Date & Time: Monday, April 07, 2014, 11:00-12:00.
Venue: Room 113

Title: Search Designs for Model Selection

Speaker: Kashinath Chatterjee, Visva Bharati University

Abstract: The major objective of factorial experiments is to provide information on interaction effects, apart from the general mean and all the main effects. When the number of factors is large and little prior knowledge is available on the various factorial effects, conventional fractional factorial experiments that are capable of estimating interactions require too many observations to be economically viable. The effect hierarchy principle is one of the most important principles in experimental design. The principle states that (i) lower-order factorial effects are more likely to be important than higher-order ones, and (ii) effects of the same order are equally likely to be important. To overcome this problem, interaction effects of higher orders are frequently dropped from consideration in an experiment and are assumed to be negligible, often without substantive justification. Also, a fractional factorial design is often run in which only main effects can be investigated (a main effects design). These practices can result in an inadequate understanding of the joint action of the factors on the response and in poor predictive models. In industrial experimentation, it is noted through many research papers that the loss of information on interactions is a serious problem, because a key tool for product improvement is the exploitation of interactions between design (control) factors which can be set in the product specification and noise factors which cannot.

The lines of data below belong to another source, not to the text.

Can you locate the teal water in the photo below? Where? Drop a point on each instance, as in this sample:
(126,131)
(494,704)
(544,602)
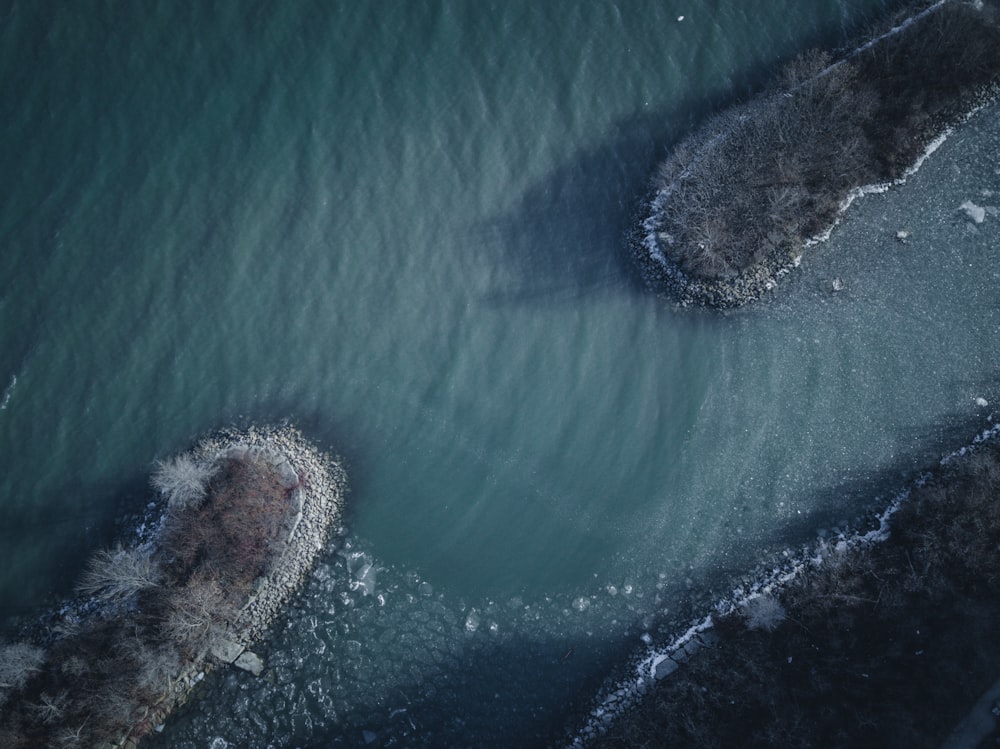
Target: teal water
(400,226)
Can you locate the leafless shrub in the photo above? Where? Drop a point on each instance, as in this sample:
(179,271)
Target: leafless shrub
(114,575)
(182,480)
(72,737)
(17,663)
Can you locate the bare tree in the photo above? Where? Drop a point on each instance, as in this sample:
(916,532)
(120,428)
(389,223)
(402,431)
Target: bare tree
(117,574)
(50,708)
(197,612)
(764,612)
(183,480)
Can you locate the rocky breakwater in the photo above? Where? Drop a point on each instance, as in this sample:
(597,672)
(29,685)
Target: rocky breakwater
(246,515)
(738,201)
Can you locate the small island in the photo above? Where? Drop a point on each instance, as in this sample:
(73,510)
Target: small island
(246,514)
(737,201)
(882,638)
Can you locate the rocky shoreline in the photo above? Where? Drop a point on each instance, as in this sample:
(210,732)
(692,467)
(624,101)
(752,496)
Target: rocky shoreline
(662,245)
(318,486)
(757,603)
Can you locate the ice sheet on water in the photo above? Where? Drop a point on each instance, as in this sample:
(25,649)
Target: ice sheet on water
(410,662)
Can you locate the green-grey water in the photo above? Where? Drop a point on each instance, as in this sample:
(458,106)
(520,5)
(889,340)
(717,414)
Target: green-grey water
(400,226)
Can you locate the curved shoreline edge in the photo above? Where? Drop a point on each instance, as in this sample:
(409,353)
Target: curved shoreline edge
(661,268)
(320,484)
(247,514)
(661,662)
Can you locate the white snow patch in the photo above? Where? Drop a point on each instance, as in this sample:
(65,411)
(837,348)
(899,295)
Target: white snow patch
(8,391)
(976,212)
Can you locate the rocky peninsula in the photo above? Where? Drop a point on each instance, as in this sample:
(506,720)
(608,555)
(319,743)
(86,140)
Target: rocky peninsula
(246,514)
(736,203)
(881,637)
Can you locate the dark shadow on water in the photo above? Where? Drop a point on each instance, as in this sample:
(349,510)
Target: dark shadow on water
(568,235)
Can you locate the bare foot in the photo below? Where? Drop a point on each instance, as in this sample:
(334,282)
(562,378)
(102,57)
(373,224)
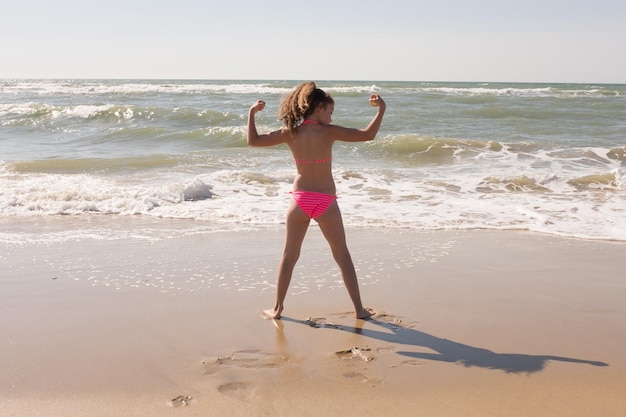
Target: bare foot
(272,313)
(365,313)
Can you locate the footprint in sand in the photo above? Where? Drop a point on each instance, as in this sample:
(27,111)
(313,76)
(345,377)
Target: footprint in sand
(320,322)
(355,352)
(239,390)
(245,359)
(181,401)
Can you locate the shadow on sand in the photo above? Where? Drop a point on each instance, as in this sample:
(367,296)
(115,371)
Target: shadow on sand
(448,350)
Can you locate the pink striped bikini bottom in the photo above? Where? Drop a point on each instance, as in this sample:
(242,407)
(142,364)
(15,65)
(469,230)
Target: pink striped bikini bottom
(314,204)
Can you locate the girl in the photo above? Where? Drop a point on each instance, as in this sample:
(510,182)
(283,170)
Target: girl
(306,115)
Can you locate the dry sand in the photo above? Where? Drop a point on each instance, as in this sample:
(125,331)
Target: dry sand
(479,323)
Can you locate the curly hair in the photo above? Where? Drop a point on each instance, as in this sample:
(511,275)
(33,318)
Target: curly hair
(301,103)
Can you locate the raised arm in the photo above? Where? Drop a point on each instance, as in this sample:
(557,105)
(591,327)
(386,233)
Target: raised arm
(265,139)
(362,135)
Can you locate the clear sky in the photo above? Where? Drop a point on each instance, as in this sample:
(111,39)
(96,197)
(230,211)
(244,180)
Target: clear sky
(411,40)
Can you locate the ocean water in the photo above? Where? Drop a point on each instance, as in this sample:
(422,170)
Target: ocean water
(123,157)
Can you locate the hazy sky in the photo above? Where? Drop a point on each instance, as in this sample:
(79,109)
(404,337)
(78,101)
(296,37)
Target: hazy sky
(444,40)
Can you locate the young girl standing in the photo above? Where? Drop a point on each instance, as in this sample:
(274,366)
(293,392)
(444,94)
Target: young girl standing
(306,115)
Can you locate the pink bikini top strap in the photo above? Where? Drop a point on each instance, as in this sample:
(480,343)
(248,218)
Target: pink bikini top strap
(313,161)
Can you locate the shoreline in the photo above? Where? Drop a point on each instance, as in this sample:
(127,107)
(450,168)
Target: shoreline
(479,323)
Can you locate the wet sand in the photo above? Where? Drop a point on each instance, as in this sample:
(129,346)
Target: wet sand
(479,323)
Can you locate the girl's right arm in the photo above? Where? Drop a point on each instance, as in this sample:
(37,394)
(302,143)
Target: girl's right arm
(265,139)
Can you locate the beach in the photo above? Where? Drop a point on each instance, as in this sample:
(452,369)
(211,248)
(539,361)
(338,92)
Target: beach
(468,323)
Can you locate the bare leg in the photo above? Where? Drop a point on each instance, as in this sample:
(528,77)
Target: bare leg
(331,225)
(297,224)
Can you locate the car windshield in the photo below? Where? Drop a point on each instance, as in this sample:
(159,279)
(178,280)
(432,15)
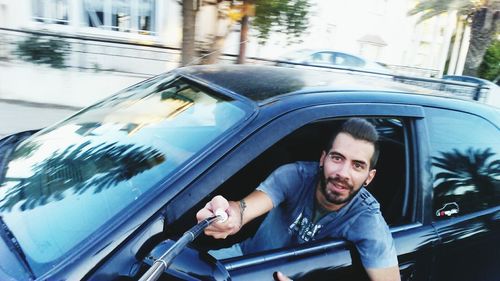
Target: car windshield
(65,183)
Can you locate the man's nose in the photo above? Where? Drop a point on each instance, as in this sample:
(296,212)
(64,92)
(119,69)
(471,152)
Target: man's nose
(343,171)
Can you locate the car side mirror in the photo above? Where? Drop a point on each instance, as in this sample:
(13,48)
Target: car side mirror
(190,264)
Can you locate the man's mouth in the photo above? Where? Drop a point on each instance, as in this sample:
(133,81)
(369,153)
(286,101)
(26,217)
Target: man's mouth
(337,187)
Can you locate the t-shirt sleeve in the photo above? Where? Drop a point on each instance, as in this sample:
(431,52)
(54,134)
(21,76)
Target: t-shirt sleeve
(281,183)
(373,240)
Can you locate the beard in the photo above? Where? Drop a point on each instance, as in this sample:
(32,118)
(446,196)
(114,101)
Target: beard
(333,196)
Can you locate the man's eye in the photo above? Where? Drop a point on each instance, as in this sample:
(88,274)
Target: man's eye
(335,157)
(358,166)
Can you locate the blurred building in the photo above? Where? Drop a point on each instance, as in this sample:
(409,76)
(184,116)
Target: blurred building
(144,36)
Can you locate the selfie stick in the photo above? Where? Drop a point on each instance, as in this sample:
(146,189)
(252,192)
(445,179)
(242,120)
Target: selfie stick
(155,271)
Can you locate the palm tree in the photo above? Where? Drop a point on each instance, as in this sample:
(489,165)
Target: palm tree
(474,168)
(79,169)
(481,15)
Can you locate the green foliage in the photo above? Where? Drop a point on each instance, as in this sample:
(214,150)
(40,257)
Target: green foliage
(43,49)
(490,67)
(284,16)
(432,8)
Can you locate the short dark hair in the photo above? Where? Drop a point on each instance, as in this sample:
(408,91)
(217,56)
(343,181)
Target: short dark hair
(359,129)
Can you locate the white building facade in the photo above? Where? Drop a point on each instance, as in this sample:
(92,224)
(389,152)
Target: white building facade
(377,29)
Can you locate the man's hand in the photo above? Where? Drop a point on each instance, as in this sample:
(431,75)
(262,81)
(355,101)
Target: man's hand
(278,276)
(220,230)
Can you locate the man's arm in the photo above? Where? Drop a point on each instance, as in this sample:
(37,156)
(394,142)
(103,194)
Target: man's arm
(384,274)
(239,213)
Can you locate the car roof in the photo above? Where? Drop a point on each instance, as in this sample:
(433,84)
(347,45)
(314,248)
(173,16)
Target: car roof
(260,83)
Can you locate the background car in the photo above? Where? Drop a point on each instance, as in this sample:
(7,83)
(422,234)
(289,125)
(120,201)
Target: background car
(101,195)
(331,58)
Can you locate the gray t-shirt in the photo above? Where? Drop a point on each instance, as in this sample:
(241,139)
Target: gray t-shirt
(292,190)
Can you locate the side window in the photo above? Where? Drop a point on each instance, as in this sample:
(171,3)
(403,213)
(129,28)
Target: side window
(465,151)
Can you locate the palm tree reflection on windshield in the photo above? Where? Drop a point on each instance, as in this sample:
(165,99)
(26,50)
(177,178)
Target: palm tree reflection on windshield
(468,177)
(80,169)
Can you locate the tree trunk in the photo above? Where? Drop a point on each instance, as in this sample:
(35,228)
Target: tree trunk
(219,38)
(188,31)
(243,40)
(483,28)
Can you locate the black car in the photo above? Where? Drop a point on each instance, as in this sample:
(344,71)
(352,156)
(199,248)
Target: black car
(102,194)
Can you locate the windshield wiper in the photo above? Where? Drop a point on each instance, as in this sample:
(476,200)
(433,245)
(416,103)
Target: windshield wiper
(14,246)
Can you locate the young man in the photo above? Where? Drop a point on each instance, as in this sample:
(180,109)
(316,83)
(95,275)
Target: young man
(307,201)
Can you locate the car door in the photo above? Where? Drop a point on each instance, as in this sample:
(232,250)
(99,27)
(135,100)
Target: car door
(465,163)
(325,260)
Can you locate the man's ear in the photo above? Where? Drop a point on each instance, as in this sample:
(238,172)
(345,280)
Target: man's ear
(370,177)
(322,159)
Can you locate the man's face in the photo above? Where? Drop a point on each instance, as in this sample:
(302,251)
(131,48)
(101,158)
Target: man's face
(346,167)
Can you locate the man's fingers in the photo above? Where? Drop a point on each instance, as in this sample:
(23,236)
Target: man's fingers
(280,277)
(219,202)
(203,214)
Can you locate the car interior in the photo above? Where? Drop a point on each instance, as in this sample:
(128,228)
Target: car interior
(307,144)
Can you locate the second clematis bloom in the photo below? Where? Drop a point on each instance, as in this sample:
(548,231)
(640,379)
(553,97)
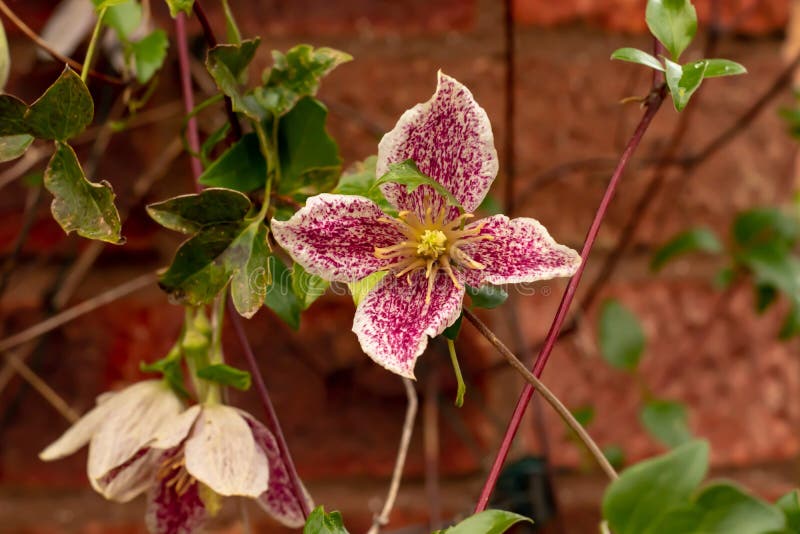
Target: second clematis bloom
(429,250)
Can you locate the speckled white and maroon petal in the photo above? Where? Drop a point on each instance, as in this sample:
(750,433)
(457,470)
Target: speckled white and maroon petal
(393,322)
(334,236)
(521,251)
(279,501)
(450,139)
(171,513)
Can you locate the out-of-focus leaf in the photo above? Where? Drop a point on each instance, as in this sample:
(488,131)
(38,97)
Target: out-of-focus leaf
(621,337)
(309,157)
(666,421)
(189,214)
(80,205)
(693,240)
(646,491)
(63,111)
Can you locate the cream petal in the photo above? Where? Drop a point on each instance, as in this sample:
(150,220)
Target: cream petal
(222,454)
(131,419)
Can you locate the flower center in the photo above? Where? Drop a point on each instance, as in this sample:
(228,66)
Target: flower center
(432,245)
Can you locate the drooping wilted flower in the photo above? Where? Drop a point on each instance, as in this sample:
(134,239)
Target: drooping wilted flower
(429,249)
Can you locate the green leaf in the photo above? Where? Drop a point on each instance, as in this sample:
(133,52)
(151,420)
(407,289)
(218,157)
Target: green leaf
(645,491)
(294,75)
(406,173)
(451,332)
(309,157)
(308,287)
(149,54)
(280,297)
(80,205)
(673,22)
(249,256)
(226,375)
(684,81)
(486,522)
(124,18)
(723,67)
(360,289)
(634,55)
(487,296)
(666,421)
(621,338)
(360,180)
(176,6)
(63,111)
(227,64)
(5,58)
(693,240)
(789,504)
(170,368)
(762,226)
(319,522)
(12,116)
(189,214)
(242,167)
(721,508)
(13,146)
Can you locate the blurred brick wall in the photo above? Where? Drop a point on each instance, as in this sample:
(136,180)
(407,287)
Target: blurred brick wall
(342,414)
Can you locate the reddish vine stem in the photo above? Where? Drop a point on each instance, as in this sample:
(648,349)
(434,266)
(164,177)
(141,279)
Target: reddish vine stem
(197,169)
(652,104)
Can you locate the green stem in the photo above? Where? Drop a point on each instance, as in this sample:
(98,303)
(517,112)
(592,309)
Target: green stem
(462,388)
(87,62)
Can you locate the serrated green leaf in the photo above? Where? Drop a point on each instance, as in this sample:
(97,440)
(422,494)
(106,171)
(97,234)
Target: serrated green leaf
(723,67)
(683,81)
(646,491)
(242,167)
(487,296)
(319,522)
(149,54)
(486,522)
(721,508)
(280,297)
(226,375)
(13,146)
(634,55)
(12,116)
(294,75)
(189,214)
(408,174)
(693,240)
(789,504)
(5,58)
(359,180)
(309,157)
(666,421)
(176,6)
(673,22)
(124,18)
(227,64)
(360,289)
(621,338)
(250,269)
(308,287)
(63,111)
(80,205)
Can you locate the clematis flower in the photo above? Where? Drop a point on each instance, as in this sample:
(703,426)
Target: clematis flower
(118,431)
(429,250)
(212,451)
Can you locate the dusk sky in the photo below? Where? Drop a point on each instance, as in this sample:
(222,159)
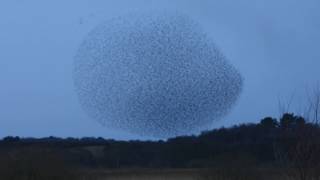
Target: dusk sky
(273,43)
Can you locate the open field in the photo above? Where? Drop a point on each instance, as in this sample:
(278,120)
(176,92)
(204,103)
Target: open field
(181,174)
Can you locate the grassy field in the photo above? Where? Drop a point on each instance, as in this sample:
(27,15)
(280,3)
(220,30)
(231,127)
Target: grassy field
(180,174)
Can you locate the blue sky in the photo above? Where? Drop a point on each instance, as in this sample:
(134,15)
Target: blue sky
(274,44)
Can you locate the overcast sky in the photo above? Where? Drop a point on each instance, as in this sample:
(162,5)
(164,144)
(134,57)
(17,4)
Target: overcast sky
(274,44)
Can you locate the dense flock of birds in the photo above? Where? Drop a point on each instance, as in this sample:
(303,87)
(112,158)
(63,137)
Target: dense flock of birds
(156,74)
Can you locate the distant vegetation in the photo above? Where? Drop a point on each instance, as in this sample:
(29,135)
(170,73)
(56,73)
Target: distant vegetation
(290,144)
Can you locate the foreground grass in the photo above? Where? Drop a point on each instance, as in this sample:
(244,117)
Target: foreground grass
(182,174)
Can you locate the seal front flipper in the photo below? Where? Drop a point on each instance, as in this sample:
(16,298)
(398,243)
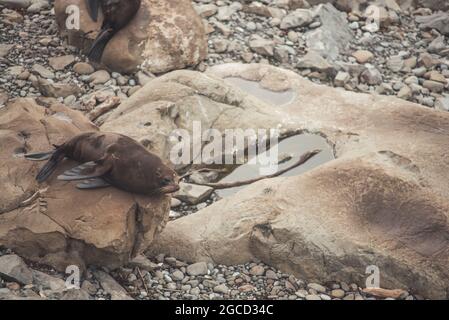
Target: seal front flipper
(86,170)
(96,51)
(40,156)
(92,8)
(93,184)
(56,157)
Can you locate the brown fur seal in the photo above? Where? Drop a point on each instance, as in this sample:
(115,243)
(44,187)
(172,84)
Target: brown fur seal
(110,159)
(117,14)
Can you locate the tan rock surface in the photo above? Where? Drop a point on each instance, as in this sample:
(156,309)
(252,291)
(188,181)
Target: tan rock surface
(55,223)
(163,36)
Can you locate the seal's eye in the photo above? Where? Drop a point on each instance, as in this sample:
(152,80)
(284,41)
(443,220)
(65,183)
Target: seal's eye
(166,181)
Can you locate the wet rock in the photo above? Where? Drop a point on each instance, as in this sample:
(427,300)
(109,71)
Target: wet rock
(376,153)
(192,193)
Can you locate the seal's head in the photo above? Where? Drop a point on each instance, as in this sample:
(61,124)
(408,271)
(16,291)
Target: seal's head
(167,180)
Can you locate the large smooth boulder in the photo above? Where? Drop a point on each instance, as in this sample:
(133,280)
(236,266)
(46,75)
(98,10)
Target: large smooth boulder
(382,202)
(176,100)
(54,223)
(163,36)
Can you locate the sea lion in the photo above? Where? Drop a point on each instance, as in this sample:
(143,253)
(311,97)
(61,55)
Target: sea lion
(109,159)
(116,15)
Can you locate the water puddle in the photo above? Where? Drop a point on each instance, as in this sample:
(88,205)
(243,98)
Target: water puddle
(254,88)
(290,148)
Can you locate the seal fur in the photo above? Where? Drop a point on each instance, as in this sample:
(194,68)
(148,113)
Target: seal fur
(117,159)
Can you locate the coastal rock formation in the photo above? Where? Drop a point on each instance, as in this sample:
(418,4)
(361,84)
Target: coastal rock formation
(382,202)
(55,223)
(163,36)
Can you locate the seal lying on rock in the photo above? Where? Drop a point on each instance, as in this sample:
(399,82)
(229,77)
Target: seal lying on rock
(117,14)
(109,159)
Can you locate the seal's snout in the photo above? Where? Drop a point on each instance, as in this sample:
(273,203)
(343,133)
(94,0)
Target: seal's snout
(169,184)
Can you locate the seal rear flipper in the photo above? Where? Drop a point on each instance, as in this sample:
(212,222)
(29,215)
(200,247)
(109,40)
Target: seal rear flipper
(95,183)
(39,156)
(85,171)
(92,8)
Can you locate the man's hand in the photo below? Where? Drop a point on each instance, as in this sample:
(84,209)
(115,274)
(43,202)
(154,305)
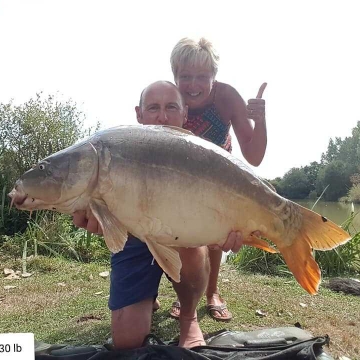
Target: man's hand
(256,107)
(86,220)
(234,242)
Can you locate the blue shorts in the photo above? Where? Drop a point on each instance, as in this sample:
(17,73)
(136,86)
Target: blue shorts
(135,275)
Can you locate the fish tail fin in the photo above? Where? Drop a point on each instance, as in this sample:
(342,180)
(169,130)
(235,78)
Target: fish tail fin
(317,233)
(321,233)
(302,264)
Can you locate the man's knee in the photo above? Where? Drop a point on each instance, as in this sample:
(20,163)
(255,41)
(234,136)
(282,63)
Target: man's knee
(194,260)
(131,324)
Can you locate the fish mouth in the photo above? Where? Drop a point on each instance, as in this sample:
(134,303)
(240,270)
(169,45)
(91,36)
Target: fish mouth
(18,198)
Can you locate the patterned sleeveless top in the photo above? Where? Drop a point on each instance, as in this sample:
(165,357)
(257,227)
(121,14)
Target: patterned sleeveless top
(207,124)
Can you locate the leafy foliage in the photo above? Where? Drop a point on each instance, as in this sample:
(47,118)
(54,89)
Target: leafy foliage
(28,133)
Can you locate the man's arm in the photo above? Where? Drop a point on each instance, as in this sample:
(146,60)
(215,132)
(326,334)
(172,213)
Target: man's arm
(252,140)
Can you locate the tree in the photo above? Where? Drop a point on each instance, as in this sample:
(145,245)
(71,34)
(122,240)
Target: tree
(34,130)
(295,184)
(337,176)
(29,133)
(311,172)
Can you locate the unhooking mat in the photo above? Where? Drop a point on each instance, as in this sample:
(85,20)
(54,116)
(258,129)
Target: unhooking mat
(267,344)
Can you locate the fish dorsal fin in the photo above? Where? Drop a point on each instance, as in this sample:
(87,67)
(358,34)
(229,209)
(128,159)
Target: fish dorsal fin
(115,234)
(167,257)
(184,131)
(255,241)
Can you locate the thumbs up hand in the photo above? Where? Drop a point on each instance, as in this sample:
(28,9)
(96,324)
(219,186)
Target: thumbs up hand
(256,107)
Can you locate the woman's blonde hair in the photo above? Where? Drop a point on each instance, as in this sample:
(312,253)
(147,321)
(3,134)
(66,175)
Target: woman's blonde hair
(190,52)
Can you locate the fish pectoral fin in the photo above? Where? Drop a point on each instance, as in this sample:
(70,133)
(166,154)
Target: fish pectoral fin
(115,233)
(167,257)
(300,261)
(255,241)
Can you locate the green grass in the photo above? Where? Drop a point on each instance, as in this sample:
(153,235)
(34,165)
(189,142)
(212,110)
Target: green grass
(75,314)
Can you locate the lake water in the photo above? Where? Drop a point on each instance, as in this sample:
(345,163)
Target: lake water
(335,211)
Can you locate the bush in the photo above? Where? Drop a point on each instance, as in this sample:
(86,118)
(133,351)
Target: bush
(354,193)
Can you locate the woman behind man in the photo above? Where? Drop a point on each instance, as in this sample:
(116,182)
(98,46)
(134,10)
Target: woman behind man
(212,108)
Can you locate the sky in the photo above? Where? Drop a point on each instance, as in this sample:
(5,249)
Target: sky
(101,54)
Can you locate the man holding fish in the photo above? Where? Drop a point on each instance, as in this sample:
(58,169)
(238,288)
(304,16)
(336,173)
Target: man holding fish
(135,277)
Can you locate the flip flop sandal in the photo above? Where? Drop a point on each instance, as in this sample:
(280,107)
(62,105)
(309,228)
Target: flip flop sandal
(221,309)
(156,305)
(175,305)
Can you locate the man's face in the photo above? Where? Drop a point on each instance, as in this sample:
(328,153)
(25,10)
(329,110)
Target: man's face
(161,105)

It is to be remarked that before performing an experiment, it is generally very difficult to predict the interaction effects that are possibly present in the model. In such a case the designs capable of just estimating the possibly present interaction effects may not be good enough to serve the objective of the experimenter. Moreover, in such a case if one considers only a main effect model, the outcome of the analysis will mislead the experimenter. To cope with this problem, Srivastava (1975) introduced a design criterion that seeks to maximize the ability to discriminate between models. The main objective of this presentation is to introduce the notion of Search Designs, pioneered by Srivatava (1975), and their applications to model selections in fractional factorial experiments.